PLoS Computational Biology (Oct 2007)
A stochastic view of spliceosome assembly and recycling in the nucleus.
Abstract
How splicing factors are recruited to nascent transcripts in the nucleus in order to assemble spliceosomes on newly synthesised pre-mRNAs is unknown. To address this question, we compared the intranuclear trafficking kinetics of small nuclear ribonucleoprotein particles (snRNP) and non-snRNP proteins in the presence and absence of splicing activity. Photobleaching experiments clearly show that spliceosomal proteins move continuously throughout the entire nucleus independently of ongoing transcription or splicing.
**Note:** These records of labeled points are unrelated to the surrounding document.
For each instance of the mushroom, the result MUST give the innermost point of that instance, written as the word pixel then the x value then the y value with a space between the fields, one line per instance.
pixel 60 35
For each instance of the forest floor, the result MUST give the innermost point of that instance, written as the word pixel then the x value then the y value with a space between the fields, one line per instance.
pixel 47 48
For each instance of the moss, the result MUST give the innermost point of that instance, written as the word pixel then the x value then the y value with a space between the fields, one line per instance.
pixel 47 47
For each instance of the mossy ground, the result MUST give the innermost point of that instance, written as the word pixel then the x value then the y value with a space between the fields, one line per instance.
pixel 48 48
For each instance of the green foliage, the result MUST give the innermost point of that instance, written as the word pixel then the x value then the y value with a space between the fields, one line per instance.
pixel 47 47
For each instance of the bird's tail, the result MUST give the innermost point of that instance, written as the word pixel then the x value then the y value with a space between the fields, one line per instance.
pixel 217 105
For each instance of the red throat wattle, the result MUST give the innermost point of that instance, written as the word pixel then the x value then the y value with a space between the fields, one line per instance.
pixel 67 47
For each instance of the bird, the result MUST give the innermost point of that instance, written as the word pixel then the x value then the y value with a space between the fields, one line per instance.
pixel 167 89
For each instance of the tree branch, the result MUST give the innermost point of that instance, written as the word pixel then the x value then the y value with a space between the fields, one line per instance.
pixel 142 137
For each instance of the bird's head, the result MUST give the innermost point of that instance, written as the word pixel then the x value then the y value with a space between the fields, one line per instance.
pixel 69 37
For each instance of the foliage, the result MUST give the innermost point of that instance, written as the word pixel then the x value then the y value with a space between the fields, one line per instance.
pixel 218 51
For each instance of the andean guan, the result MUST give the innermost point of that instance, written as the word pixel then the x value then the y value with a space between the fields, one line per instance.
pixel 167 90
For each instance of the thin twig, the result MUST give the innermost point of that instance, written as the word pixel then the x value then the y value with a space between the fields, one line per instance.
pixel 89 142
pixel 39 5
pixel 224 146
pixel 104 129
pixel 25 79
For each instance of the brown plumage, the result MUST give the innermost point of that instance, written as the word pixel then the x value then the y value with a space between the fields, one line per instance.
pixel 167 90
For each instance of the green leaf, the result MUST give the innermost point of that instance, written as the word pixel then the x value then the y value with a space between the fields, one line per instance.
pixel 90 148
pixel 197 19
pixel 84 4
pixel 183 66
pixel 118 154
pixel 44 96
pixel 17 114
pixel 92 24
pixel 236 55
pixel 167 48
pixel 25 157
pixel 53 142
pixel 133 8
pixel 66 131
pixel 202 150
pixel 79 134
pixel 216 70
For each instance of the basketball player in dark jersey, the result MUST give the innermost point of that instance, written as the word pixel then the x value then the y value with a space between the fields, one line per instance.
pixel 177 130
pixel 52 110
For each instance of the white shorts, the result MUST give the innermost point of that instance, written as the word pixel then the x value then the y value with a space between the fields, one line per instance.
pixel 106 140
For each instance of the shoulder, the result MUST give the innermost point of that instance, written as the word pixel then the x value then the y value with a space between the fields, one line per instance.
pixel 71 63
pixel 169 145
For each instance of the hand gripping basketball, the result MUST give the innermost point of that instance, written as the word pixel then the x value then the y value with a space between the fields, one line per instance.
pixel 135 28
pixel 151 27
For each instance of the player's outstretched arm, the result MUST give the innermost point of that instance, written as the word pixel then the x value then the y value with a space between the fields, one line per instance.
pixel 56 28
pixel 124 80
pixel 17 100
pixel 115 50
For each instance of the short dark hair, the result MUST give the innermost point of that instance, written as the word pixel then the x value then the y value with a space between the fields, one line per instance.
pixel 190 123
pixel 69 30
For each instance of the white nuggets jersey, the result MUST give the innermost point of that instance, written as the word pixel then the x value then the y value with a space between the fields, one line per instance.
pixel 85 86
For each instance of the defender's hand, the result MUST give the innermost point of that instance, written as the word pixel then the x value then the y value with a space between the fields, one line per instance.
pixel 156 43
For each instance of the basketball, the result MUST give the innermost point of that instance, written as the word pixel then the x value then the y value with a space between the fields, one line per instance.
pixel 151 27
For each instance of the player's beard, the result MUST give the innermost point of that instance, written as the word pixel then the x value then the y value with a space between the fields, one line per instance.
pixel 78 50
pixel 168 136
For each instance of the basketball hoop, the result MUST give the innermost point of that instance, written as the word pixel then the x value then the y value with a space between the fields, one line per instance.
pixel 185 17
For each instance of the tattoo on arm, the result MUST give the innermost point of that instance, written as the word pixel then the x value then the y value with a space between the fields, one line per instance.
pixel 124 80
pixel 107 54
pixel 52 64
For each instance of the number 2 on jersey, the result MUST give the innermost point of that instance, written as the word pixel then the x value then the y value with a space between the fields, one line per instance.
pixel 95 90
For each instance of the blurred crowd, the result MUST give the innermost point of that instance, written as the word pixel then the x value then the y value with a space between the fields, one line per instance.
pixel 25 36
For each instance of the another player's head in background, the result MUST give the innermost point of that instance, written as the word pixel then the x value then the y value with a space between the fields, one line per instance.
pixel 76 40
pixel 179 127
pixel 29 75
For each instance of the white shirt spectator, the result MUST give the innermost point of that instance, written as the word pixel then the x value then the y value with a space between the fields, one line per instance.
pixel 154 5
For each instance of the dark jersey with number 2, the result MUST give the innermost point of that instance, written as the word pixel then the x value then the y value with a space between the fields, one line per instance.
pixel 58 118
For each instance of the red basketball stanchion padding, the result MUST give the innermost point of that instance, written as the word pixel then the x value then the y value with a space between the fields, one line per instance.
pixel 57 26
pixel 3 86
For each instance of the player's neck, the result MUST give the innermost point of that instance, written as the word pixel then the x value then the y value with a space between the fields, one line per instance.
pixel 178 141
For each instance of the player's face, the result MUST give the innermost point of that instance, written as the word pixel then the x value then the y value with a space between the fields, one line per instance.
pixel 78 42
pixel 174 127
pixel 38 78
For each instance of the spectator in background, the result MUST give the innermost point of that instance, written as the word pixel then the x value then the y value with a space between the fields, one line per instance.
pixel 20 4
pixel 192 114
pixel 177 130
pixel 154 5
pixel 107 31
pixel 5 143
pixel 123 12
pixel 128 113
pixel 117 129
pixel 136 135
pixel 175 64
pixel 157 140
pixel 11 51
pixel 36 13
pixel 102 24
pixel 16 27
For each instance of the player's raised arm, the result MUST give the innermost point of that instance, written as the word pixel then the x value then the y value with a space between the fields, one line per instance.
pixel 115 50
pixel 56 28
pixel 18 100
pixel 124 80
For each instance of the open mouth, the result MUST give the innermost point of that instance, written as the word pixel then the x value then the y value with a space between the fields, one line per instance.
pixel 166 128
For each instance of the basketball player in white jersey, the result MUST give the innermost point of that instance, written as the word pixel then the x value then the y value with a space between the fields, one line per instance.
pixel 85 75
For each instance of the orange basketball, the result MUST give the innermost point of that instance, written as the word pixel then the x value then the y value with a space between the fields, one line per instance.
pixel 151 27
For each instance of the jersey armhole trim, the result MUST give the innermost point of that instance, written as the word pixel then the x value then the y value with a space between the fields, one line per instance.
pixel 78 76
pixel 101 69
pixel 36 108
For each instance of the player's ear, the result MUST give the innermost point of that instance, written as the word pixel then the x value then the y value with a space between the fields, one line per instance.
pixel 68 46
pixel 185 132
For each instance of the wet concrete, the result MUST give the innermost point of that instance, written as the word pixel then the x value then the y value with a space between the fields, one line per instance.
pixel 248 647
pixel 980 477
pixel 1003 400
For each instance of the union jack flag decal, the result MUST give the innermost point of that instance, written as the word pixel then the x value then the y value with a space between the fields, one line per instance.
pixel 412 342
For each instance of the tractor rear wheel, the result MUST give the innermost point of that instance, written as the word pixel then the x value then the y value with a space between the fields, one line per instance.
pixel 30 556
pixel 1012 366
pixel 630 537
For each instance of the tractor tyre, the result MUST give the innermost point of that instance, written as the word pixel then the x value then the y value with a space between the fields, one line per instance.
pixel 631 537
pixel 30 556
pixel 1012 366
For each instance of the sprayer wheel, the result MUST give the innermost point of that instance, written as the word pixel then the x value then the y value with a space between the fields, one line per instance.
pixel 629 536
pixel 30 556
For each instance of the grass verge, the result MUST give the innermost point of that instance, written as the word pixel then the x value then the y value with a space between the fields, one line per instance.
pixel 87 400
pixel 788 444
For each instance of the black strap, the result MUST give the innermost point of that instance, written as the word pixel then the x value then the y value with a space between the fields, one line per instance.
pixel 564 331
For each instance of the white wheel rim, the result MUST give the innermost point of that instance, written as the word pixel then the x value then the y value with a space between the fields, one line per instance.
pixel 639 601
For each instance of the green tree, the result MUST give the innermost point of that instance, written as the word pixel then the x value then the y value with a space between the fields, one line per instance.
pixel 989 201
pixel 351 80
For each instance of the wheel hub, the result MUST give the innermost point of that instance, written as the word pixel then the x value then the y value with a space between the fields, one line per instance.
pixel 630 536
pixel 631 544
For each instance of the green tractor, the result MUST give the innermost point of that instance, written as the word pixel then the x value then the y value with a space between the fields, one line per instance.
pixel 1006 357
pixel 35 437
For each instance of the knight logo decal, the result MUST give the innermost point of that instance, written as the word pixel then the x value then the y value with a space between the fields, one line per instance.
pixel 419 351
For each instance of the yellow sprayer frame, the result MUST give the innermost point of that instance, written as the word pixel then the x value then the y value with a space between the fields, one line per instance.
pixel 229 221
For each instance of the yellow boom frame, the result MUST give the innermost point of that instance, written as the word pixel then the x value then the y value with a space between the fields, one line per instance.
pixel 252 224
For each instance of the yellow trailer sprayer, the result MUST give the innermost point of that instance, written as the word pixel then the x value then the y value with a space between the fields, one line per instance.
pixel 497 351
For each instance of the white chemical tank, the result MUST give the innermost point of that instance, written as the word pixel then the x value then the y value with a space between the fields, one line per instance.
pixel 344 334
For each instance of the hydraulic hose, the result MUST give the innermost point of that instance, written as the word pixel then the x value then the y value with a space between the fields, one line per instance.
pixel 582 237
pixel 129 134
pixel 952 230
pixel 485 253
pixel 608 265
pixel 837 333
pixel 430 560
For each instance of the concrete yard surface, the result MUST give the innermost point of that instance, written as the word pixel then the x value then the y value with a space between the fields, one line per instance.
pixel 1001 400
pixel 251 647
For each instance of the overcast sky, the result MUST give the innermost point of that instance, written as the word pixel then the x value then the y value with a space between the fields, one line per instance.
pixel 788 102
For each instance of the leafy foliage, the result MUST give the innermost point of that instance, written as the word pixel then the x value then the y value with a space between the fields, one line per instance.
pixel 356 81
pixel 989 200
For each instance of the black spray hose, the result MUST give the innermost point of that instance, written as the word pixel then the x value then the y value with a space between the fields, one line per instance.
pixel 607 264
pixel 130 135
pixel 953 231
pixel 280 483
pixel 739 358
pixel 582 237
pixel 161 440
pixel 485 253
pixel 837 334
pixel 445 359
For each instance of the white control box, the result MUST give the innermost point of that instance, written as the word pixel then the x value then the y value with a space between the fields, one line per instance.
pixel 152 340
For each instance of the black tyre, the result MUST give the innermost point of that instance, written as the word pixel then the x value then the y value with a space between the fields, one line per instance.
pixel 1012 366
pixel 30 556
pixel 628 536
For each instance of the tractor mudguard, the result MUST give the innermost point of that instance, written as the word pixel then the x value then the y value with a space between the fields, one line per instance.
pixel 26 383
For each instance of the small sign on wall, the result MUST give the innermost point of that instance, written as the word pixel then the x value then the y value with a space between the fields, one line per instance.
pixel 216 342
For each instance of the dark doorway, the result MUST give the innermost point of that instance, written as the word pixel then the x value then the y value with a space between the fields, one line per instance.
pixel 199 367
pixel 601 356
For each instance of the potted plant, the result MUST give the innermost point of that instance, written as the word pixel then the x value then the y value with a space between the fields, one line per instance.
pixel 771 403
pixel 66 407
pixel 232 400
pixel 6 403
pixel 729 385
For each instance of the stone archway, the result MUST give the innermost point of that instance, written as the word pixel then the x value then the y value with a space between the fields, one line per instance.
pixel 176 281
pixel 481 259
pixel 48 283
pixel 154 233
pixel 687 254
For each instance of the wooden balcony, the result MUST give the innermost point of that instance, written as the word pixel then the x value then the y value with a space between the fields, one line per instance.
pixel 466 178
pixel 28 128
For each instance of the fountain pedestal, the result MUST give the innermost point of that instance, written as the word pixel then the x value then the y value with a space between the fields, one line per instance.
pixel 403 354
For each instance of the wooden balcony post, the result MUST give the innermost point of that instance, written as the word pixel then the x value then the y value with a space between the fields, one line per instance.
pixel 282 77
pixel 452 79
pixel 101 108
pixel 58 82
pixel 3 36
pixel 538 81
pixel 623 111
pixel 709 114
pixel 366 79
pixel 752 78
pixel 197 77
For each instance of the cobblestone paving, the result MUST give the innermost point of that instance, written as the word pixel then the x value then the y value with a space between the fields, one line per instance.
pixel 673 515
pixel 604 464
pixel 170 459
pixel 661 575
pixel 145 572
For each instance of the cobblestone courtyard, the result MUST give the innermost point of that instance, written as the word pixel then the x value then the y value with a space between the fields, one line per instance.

Using quantitative experimental data, a mathematical model was applied for spliceosome assembly and recycling in the nucleus. The model assumes that splicing proteins move by Brownian diffusion and interact stochastically with binding sites located at different subnuclear compartments. Inhibition of splicing, which reduces the number of pre-mRNA binding sites available for spliceosome assembly, was modeled as a decrease in the on-rate binding constant in the nucleoplasm. Simulation of microscopy experiments before and after splicing inhibition yielded results consistent with the experimental observations. Taken together, our data argue against the view that spliceosomal components are stored in nuclear speckles until a signal triggers their recruitment to nascent transcripts. Rather, the results suggest that splicing proteins are constantly diffusing throughout the entire nucleus and collide randomly and transiently with pre-mRNAs.